Na bladej twarzy starca malowała się niezłomna wola. Jedno jego ramię było swobodne. Przed nim stał człowiek, w masce na twarzy i w kapeluszu nasuniętym na oczy. W lewej ręce trzymał pióro i kartkę papieru. Prawa jego ręka spoczywała na temblaku.
— Markizie Finori — rzekł — podpisz ten testament, który czyni mnie twym spadkobiercą, a będziesz wolny!
— Nie, mój synu — odparł starzec z pogardą — zbyt dobrze znam historię Borgiów. Kiedy ofiary ich, uwiedzione obietnicami, spełniały ich prośbę, podpisywały na siebie wyrok śmierci. Nie mam zamiaru naśladować tego przykładu.
Człowiek tupnął nogą i zawołał:
— A więc umieraj. Mam i tak twoje pieniądze. Jeśli w Italii nie uznają we mnie twego spadkobiercy, będę mógł korzystać z majątku twego w innym kraju. Żegnaj dobry ojcze, który nie zawahałeś się przed rzuceniem swego syna na pastwę ulicy...
— Czyż mało dawałem ci pieniędzy, bastardzie? Czemuż trwoniłeś je na hulanki wraz z niegodnymi towarzyszkami? Czemuż doprowadziłeś do tego, przestępco i fałszerzu, że musiałem cię wyrzucić z domu przez służbę?
— Jesteś w mej władzy — rzekł — Umrzesz smażony na powolnym ogniu. Czy widzisz ten zegar czy widzisz nóż, który tkwi między jego wskazówkami?
Zbliżył się do ściany i pociągnął za łańcuch, do którego był przymocowany ciężarek. Nóż począł posuwać się z góry na dół. Umieszczony był tuż nad piersią więźnia. Starzec spojrzał obojętnie na sufit.
— Tak — odparł — Gdym tylko ujrzał ten nóż, pomyślałem sobie odrazu, że jest to pewno nowy twój wynalazek.

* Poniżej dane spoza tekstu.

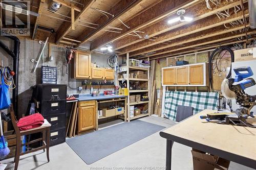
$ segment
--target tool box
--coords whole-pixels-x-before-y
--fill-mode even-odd
[[[179,66],[179,65],[186,65],[188,64],[188,61],[176,61],[176,65]]]

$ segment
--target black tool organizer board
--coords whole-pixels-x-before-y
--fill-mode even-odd
[[[42,66],[41,82],[42,84],[57,84],[57,67]]]

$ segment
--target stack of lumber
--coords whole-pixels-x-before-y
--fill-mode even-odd
[[[71,114],[66,125],[66,136],[71,137],[77,134],[78,124],[78,107],[77,102],[74,102],[72,106]]]
[[[156,60],[152,60],[150,66],[150,77],[148,88],[148,110],[150,115],[155,114],[154,108],[155,106],[155,94],[156,93],[156,80],[155,73],[156,68]]]
[[[161,117],[162,114],[162,98],[163,96],[163,87],[161,87],[161,89],[159,91],[160,95],[159,98],[158,98],[158,95],[156,95],[156,105],[155,105],[155,114],[157,115],[159,117]]]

— Jeślibyś jakimkolwiek cudem uniknął noża, ściany same zbliżyłyby się do siebie i zgniotły cię swoim ciężarem. Jeślibyś wołał śmierć inną, podłoga może uchylić się pod twymi stopami i wówczas znajdziesz śmierć w rwącym potoku, który przepływa pod tymi podziemiami.
— Dziękuję — odparł więzień — Jeden rodzaj śmierci wystarczy mi w zupełności. Jeśli przekleństwo moje ma jakąś moc, chciałbym, aby spełniło się ono jaknajprędzej. Idź do piekła przeklęty!

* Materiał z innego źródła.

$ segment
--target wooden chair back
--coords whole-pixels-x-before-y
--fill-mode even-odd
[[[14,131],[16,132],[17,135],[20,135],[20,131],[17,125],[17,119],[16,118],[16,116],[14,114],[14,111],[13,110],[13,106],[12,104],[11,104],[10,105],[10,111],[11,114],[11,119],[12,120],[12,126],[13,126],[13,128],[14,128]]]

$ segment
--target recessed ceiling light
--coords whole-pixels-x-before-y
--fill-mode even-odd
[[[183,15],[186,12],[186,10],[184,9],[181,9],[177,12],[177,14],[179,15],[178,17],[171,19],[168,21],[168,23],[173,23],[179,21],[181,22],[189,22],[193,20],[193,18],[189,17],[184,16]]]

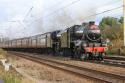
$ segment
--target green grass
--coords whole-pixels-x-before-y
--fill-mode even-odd
[[[4,71],[3,66],[0,65],[0,79],[2,79],[4,83],[21,83],[22,76],[14,69]]]
[[[6,51],[0,49],[0,59],[1,59],[1,58],[6,58],[6,54],[7,54]]]

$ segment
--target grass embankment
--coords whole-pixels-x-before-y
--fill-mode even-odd
[[[107,54],[109,55],[123,55],[125,56],[125,47],[123,47],[123,40],[114,40],[112,45],[109,45]]]
[[[0,59],[5,59],[6,54],[6,51],[0,49]],[[9,71],[5,71],[4,66],[0,64],[0,79],[3,80],[4,83],[21,83],[22,76],[19,75],[13,68],[10,68]]]

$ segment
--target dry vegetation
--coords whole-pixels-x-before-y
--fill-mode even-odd
[[[13,61],[16,68],[25,72],[33,79],[37,80],[37,83],[97,83],[98,81],[90,80],[87,78],[80,78],[75,75],[68,74],[51,67],[38,64],[23,58],[15,56],[9,57],[9,60]],[[29,83],[29,82],[27,82]],[[31,82],[30,82],[31,83]]]

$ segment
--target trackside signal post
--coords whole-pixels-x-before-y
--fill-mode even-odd
[[[124,29],[124,47],[125,47],[125,0],[123,0],[123,29]]]

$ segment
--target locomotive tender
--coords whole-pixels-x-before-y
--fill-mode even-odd
[[[82,60],[103,60],[107,44],[99,27],[91,21],[65,30],[5,41],[0,43],[0,47],[5,50],[49,53]]]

— Opowiedz to lepiej małym dzieciom — odparł zamaskowany człowiek, pokrywając śmiechem swój niepokój. Był on bowiem przesądny, jak każdy Sycylijczyk. Jeśli to może przynieść ci ulgę, wiedz, że wkrótce spotkasz się ze swym kochanym Luigi. Ja zaś zostanę i tak twym dziedzicem, jakkolwiek odmówiłeś podpisania testamentu. Żegnaj.
Święci będą czuwać nad życiem mego ukochanego syna!
Łotr roześmiał się.
— A nie nudź się zbytnio w mej nieobecności, ojczulku. Masz jeszcze dziesięć minut życia. Gdy wskazówka zegara stanie na dwunastej, nóż opuści się całkowicie i pogrąży się w twym sercu! Adio!
Cezare z trzaskiem zamknął za sobą ciężkie drzwi.